Nanjiani worked on Hospital Radio Paisley for a short time in the late 1970s where she used to read some local news cuttings she had gathered during the week.

==Career==
===STV===
Nanjiani earned a job as a trainee journalist in 1983 with STV. She was called in to present her first bulletin in 1987, when Sheena McDonald was ill.

Nanjiani has hosted many programmes for STV, including religious affairs series Eikon and Secret Scotland in the late nineties. Nanjiani also hosted several editions of the Scottish Politician of the Year Awards on STV. On 16 February 2006, it was announced that Nanjiani, along with colleagues Jane Lewis and Sarah Heaney had accepted voluntary redundancy from STV.

Nanjiani left Scotland Today and STV on 5 May 2006. In interviews with the Scottish press, Nanjiani said that she was looking forward to other exciting projects away from live television.

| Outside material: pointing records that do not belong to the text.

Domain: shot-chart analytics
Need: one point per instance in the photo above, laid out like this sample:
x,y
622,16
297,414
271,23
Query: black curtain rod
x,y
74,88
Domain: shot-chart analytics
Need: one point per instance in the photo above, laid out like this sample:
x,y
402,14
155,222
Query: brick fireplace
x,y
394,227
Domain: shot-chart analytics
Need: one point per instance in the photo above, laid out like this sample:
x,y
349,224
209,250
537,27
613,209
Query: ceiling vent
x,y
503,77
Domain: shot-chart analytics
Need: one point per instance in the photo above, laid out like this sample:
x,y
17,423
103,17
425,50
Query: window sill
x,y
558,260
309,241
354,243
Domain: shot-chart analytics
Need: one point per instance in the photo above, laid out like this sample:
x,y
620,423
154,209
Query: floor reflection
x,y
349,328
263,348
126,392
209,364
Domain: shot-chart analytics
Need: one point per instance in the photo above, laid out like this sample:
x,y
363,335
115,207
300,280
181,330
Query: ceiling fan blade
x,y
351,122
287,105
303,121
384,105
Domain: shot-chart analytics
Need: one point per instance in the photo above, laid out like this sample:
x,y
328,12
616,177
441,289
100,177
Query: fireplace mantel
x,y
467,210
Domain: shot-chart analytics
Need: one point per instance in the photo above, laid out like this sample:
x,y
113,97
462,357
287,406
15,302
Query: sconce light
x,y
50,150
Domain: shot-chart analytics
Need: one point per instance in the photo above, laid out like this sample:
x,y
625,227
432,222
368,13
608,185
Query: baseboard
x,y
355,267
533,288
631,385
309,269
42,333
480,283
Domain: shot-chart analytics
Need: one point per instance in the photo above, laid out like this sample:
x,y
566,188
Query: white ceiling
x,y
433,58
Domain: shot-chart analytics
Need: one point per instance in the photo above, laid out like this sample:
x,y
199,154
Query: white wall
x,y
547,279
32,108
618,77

On 28 August 2007, Shereen made her first STV Central appearance since her departure on the station's video blog, The Real MacKay.

===BBC===
On 20 June 2006, it was announced that Nanjiani was 'switching sides' to the BBC and she made her debut as a radio presenter on Friday 11 August as part of a set of changes to the presenting line-up of BBC Radio Scotland's news and current affairs programmes. Nanjiani started her radio career at BBC Scotland at the helm of lunchtime programme, Scotland Live, which she presented every Friday.

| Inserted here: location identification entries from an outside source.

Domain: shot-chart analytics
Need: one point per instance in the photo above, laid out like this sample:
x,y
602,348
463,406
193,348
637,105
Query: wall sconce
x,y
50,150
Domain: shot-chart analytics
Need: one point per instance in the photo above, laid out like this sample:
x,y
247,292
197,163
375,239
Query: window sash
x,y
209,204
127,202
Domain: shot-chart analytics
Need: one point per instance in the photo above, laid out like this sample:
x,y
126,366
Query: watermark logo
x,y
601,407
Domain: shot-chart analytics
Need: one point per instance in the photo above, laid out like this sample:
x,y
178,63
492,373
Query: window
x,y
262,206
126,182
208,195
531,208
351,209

She presented Shereen, a live topical news and current affairs programme broadcast on BBC Radio Scotland originally every Sunday morning.

She appeared as herself in an episode of BBC police spoof comedy Scot Squad.

Nanjiani was appointed Member of the Order of the British Empire (MBE) in the 2019 Birthday Honours for services to broadcasting in Scotland.